La plupart des marques travaillent avec deux types de données. La donnée tierce (third-party) est achetée ou agrégée à l'extérieur — cookies, courtiers en données, plateformes publicitaires. La donnée propriétaire (first-party) est celle que la marque collecte elle-même, sur son site ou son application. Un troisième type se tient à part : la donnée zero-party, terme introduit par Forrester, désigne l'information qu'un client choisit de partager, délibérément et en connaissance de cause, avec une marque avec laquelle il a décidé de traiter.
La distinction compte plus aujourd'hui qu'il y a quelques années. Les cookies tiers sont progressivement supprimés des navigateurs, le RGPD et les règles ePrivacy ont rendu la donnée acquise plus difficile à justifier et à utiliser, et les consommateurs sont plus attentifs à la circulation de leurs données. Dans ce contexte, le passeport produit — porté par la réglementation européenne pour des raisons de conformité — ouvre en réalité un canal d'une tout autre nature.

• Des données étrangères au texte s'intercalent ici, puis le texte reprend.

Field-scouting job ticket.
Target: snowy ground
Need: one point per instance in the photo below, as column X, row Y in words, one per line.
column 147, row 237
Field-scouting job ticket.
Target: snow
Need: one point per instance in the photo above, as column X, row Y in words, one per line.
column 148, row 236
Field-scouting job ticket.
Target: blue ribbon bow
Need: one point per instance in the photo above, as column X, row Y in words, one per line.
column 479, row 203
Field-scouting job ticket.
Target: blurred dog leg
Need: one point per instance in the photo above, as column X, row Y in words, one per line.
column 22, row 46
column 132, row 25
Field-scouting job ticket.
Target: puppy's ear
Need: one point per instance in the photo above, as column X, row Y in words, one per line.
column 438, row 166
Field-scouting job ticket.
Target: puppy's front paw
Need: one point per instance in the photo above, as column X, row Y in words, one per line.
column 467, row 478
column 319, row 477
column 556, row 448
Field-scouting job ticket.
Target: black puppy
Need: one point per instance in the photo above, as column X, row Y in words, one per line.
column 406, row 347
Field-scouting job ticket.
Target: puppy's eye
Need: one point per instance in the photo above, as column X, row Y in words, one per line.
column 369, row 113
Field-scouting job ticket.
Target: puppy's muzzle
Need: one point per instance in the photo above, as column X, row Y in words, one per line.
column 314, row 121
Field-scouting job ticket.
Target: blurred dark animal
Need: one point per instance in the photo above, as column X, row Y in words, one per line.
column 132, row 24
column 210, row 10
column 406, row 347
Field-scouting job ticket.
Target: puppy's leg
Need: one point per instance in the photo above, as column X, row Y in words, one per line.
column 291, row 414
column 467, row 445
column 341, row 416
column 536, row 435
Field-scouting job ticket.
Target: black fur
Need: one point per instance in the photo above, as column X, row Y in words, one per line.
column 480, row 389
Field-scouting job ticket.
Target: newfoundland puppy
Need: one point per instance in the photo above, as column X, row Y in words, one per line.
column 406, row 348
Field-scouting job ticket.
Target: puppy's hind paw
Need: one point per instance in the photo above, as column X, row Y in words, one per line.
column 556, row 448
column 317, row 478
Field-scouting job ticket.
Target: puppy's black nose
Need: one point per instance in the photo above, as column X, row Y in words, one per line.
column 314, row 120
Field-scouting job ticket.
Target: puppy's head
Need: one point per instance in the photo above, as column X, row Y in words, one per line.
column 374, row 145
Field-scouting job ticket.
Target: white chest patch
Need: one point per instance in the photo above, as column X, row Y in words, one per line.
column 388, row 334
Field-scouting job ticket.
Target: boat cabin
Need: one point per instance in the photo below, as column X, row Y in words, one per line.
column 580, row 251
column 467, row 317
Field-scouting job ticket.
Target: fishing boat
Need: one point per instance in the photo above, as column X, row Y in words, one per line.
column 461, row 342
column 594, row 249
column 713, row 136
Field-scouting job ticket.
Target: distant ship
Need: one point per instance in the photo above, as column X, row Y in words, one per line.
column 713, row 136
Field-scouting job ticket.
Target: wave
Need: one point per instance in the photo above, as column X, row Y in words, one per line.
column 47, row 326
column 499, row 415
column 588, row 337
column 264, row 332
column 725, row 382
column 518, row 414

Pourquoi un passeport produit produit de la donnée zero-party
On accède à un passeport numérique de produit en scannant l'article : un QR code ou une puce NFC portée par le produit lui-même. Ce scan est une action que le client engage de son propre fait, après l'achat, en tenant l'objet physique en main. Personne n'a acheté de profil, personne ne l'a suivi de site en site. La relation part du produit qu'il possède.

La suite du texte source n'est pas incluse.